Why $P(A|B)\neq P(B|A)$?

Question

In my study of conditional probability, it is given that $$P(A|B)\neq P(B|A),$$ where $A$ and $B$ are two arbitrary events. I was wondering, why is this true? It may seem trivial and counter-examples are easy to produce, but I am hoping for some intuition.

Answer 1

Because $\mathbb P(A\mid B)=\mathbb P(B\mid A)$ is equivalent to $$ \frac{\mathbb P(A\cap B)}{\mathbb P(B)}=\frac{\mathbb P(A\cap B)}{\mathbb P(A)}, $$ which is equivalent to $\mathbb P(A)=\mathbb P(B)$ (assuming that $\mathbb P(A\cap B)>0$), and arbitrary events won't usually satisfy $\mathbb P(A)=\mathbb P(B)$.

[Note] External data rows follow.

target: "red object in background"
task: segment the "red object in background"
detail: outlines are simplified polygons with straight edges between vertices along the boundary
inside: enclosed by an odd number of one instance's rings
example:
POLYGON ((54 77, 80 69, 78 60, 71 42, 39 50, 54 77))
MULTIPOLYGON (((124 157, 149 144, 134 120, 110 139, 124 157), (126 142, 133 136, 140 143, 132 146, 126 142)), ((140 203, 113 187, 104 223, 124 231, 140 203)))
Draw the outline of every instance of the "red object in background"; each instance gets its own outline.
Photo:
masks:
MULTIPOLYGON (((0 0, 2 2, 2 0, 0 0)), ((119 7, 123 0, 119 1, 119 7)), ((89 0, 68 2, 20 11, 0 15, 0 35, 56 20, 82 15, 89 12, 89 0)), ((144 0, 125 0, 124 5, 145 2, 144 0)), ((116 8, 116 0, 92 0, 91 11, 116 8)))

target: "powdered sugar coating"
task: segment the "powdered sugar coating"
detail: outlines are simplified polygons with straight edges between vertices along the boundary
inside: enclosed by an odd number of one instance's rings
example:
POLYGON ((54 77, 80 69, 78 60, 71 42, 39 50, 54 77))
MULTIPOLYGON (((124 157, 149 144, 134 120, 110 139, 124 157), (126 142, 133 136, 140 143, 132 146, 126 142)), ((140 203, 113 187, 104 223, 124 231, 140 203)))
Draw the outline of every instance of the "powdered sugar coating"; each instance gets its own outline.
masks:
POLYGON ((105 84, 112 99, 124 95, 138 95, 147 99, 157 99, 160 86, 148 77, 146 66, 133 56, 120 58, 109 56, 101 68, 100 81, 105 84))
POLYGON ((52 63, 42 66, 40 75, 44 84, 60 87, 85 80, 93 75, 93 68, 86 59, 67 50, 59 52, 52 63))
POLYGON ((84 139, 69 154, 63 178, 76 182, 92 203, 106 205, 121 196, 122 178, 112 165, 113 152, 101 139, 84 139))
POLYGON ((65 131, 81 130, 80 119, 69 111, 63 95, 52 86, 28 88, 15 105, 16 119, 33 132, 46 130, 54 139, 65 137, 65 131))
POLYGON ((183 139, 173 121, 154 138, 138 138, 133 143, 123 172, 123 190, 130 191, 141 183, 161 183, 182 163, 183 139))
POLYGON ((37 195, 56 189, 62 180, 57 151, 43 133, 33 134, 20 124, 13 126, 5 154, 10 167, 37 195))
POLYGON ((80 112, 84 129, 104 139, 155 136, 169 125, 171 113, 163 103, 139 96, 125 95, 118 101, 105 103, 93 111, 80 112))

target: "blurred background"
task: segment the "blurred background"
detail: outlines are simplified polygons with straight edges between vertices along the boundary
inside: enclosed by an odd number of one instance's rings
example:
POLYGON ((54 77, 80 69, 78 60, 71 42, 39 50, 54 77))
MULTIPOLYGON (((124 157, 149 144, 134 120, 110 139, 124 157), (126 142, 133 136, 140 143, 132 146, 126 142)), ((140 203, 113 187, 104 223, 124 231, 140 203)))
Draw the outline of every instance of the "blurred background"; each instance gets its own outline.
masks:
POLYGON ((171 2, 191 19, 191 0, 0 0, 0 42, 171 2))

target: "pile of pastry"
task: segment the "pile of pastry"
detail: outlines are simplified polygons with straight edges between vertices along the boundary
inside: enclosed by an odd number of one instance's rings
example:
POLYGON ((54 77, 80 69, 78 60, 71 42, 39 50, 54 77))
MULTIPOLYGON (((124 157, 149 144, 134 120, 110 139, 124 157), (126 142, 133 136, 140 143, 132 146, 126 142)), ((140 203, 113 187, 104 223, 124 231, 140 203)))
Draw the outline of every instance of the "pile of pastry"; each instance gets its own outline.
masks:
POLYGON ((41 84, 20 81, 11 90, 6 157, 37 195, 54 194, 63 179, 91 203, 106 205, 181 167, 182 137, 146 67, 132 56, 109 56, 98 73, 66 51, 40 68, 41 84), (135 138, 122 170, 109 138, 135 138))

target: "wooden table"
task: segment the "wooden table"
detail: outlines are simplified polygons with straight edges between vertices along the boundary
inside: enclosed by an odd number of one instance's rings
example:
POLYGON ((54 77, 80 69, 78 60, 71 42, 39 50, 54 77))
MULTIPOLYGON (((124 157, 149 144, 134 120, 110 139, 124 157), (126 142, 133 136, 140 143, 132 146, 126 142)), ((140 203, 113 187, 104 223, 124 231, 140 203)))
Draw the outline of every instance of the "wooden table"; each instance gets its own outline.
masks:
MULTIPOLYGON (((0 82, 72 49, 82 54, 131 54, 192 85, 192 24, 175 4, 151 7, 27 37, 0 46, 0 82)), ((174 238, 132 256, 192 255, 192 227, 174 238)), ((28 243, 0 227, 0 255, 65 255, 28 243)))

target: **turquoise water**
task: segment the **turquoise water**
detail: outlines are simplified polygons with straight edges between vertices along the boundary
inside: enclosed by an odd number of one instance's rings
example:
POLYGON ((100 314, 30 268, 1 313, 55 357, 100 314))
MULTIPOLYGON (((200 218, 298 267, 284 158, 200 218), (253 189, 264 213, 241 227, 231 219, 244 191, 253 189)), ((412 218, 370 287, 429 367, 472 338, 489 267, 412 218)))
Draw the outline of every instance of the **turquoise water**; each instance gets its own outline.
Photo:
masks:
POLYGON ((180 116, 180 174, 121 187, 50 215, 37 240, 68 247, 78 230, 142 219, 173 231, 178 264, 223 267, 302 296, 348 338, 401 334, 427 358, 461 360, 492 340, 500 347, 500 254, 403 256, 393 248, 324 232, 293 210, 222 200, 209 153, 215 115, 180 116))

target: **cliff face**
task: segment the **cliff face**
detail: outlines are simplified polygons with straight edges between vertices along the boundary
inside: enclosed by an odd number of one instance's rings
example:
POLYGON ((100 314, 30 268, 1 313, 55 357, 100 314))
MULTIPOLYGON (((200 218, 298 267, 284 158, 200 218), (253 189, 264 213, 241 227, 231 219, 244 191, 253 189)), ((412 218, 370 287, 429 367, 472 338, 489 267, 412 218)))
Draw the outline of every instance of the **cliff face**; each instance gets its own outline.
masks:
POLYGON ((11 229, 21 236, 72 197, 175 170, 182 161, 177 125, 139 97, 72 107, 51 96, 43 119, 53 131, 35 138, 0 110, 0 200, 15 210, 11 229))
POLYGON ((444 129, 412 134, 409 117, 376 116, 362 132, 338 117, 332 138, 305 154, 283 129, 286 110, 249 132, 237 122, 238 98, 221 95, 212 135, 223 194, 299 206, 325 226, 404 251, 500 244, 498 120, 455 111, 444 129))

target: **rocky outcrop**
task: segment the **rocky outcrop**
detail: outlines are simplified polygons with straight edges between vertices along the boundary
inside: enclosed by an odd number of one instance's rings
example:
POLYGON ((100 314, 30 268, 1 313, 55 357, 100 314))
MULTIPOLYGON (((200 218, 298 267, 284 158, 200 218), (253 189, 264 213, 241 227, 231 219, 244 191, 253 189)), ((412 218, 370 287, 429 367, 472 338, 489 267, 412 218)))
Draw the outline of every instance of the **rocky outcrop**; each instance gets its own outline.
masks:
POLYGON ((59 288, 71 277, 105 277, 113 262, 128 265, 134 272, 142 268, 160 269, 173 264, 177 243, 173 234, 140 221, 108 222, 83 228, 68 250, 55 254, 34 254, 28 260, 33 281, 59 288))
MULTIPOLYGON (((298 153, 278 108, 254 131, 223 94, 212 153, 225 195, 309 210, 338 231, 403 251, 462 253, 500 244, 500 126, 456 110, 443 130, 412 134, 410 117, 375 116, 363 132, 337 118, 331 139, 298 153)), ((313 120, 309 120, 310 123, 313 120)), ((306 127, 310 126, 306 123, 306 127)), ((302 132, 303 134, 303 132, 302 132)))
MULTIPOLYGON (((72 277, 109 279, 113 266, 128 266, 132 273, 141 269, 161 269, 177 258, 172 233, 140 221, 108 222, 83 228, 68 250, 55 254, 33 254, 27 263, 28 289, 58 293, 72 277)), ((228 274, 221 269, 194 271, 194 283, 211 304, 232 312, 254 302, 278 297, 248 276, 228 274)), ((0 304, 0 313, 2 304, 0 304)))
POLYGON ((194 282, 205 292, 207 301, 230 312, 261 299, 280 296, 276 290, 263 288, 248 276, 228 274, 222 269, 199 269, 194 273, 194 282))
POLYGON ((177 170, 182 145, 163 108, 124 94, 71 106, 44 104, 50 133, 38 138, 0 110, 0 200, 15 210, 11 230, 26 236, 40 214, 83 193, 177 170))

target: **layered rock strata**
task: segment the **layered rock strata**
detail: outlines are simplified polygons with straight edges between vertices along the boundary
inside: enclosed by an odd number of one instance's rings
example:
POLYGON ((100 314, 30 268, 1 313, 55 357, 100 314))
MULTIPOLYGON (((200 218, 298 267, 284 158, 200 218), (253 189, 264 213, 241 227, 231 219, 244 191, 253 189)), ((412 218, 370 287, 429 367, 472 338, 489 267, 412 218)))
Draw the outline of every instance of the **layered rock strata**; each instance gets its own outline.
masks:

Now for the intuitive explanation. Think about what $\mathbb P(A\mid B)$ means, in terms of a Venn diagram: you are shrinking the probability space down to just the set $B$, and looking to see what proportion of $A$ still falls inside that, but it is relative to the whole size of $B$. If it wasn't for the "relative" part, then it wouldn't matter if you started with $B$ and shrunk $A$ down, or started with $A$ and shrunk $B$ down. But since conditional probabilities are relative, it matters if the space you are "shrinking down to" is $A$ or if it is $B$, since that determines what quantity you are dividing by in the conditional probability.